The consistency of returns and style exposure is an important aspect of why these ETFs can be seen as an efficient replacement for traditional active solutions. In Europe, Smart Beta ETF AUM has risen from €6bn in 2011 to €30bn at the end of 2015.
Smart beta ETFs follow rules-based quantitative strategies and, in some cases, these strategies can have a live track record of more than ten years. This is a rare and important feature. The value of a live record is well recognised by investors, especially in the context of strategies that can be used to replace active managers.
As advisers have become increasingly comfortable with the underlying methodologies employed in smart beta ETFs, so they have become more willing to recommend them to clients and incorporate them into multi-asset portfolios.
There is little to suggest that this trend should change as smart beta and products continue to evolve to focus on strategies such as the core factors of value, growth, quality, yield, small cap, liquidity and momentum.
Smart beta has fundamentally changed the investment landscape and opportunity set of advisers and their end clients. The added value ensures the products will remain relevant as markets develop and change.
One aspect of the financial crisis of 2008 was that while active managers typically underperformed there was also little value in being in a market capitalisation benchmark product that may decline by 50 per cent. This type of end result has created the demand for products that are more suited for long-term investment outcomes and opportunities.
Enhanced index methodologies that typically underlie smart beta ETFs are not only available in equities, but have also spread out to areas such as commodities. In this asset class, where the cost of owning commodities can have a deleterious impact on returns, smart beta strategies that look to minimise the cost of ownership can deliver fundamentally different returns.
Broad enhanced commodity strategies have both low volatility and low correlation to other asset classes, thereby ensuring a place in client portfolios through the benefit of diversification and risk management.
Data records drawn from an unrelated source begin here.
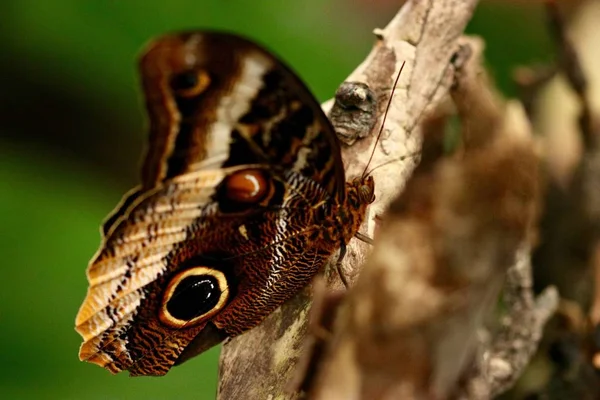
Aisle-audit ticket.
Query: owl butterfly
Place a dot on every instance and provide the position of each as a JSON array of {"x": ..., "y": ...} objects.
[{"x": 242, "y": 200}]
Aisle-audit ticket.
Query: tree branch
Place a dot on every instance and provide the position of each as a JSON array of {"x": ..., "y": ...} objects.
[{"x": 424, "y": 34}]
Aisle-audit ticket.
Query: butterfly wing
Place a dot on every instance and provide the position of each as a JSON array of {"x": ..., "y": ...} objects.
[{"x": 213, "y": 239}]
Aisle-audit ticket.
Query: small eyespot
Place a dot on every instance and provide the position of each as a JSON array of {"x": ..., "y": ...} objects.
[
  {"x": 190, "y": 83},
  {"x": 193, "y": 296},
  {"x": 246, "y": 187}
]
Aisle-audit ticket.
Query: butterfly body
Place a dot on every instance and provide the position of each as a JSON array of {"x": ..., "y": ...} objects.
[{"x": 243, "y": 199}]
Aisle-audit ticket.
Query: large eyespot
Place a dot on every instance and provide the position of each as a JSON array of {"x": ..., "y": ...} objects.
[
  {"x": 248, "y": 186},
  {"x": 190, "y": 83},
  {"x": 194, "y": 295}
]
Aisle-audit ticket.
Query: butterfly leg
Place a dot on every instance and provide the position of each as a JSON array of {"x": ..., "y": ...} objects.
[
  {"x": 364, "y": 238},
  {"x": 338, "y": 266}
]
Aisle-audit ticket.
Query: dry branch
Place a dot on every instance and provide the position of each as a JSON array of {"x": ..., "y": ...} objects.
[
  {"x": 408, "y": 329},
  {"x": 424, "y": 34}
]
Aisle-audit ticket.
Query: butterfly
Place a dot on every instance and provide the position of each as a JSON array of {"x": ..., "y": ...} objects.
[{"x": 242, "y": 200}]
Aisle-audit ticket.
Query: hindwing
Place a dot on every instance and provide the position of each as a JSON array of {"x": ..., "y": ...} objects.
[{"x": 241, "y": 169}]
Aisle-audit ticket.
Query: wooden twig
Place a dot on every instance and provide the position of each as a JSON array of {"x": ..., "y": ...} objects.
[
  {"x": 408, "y": 329},
  {"x": 423, "y": 34}
]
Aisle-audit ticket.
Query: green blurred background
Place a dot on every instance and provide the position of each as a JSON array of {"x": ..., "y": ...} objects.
[{"x": 72, "y": 132}]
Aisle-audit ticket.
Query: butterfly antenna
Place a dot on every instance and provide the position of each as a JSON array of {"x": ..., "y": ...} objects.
[
  {"x": 384, "y": 117},
  {"x": 413, "y": 154}
]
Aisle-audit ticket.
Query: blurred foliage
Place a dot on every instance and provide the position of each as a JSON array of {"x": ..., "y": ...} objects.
[{"x": 71, "y": 135}]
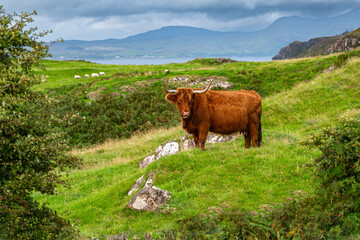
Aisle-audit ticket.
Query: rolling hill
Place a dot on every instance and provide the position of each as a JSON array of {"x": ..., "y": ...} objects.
[
  {"x": 300, "y": 99},
  {"x": 189, "y": 42}
]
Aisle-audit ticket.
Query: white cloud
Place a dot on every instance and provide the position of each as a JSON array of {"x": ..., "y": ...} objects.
[{"x": 89, "y": 20}]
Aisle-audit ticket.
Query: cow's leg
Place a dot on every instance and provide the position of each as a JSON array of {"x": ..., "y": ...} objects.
[
  {"x": 203, "y": 131},
  {"x": 196, "y": 139},
  {"x": 247, "y": 140},
  {"x": 253, "y": 129}
]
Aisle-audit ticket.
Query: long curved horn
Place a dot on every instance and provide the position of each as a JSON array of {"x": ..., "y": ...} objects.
[
  {"x": 168, "y": 91},
  {"x": 202, "y": 91}
]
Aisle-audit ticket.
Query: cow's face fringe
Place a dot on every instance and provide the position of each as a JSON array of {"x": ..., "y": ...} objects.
[{"x": 183, "y": 100}]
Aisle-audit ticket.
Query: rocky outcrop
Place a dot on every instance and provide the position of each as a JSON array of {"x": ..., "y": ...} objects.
[
  {"x": 201, "y": 82},
  {"x": 136, "y": 185},
  {"x": 149, "y": 198},
  {"x": 343, "y": 44},
  {"x": 95, "y": 95},
  {"x": 320, "y": 46},
  {"x": 181, "y": 144},
  {"x": 296, "y": 49}
]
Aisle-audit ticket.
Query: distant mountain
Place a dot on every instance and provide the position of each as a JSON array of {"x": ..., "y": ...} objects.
[
  {"x": 320, "y": 46},
  {"x": 189, "y": 42}
]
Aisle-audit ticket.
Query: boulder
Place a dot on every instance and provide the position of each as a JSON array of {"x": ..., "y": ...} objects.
[
  {"x": 201, "y": 82},
  {"x": 95, "y": 94},
  {"x": 149, "y": 198},
  {"x": 183, "y": 143}
]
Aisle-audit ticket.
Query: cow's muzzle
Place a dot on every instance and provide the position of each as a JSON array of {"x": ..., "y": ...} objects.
[{"x": 185, "y": 115}]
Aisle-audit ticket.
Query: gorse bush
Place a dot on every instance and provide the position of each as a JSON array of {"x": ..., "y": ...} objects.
[
  {"x": 88, "y": 122},
  {"x": 32, "y": 156}
]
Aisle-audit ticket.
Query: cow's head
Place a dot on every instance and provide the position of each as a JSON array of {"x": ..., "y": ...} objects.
[{"x": 184, "y": 98}]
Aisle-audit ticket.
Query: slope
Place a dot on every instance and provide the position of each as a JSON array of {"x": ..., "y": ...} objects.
[
  {"x": 190, "y": 42},
  {"x": 224, "y": 176}
]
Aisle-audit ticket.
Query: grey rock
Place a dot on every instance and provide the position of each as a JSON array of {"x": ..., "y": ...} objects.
[
  {"x": 183, "y": 143},
  {"x": 136, "y": 185},
  {"x": 149, "y": 198}
]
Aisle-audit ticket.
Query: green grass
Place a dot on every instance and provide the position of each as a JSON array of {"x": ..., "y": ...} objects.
[
  {"x": 225, "y": 175},
  {"x": 266, "y": 77}
]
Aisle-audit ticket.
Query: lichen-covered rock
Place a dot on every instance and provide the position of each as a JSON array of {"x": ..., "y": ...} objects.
[
  {"x": 181, "y": 144},
  {"x": 149, "y": 198},
  {"x": 136, "y": 185},
  {"x": 201, "y": 82},
  {"x": 95, "y": 95}
]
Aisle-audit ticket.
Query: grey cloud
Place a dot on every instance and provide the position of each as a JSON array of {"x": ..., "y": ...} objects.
[{"x": 78, "y": 19}]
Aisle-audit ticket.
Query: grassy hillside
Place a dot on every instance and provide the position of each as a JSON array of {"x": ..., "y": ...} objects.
[
  {"x": 299, "y": 99},
  {"x": 320, "y": 46}
]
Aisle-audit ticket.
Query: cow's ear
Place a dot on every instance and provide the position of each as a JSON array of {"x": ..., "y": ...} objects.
[{"x": 171, "y": 98}]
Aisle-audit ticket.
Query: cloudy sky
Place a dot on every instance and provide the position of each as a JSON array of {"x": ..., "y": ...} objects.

Portfolios of ETFs represent the way forward for many advisers in an ever-changing investment landscape. ETFs offer one of the most transparent and low cost investment vehicles while smart beta strategies deliver differentiated products that address key investment challenges.
In the UK the last remaining barrier to adoption of smart beta ETFs is one of product access on the platforms typically used by financial advisers. However, the twin drivers of platform consolidation and demand-led change are ensuring that ETFs are visible and playing an increasingly important role in building portfolios.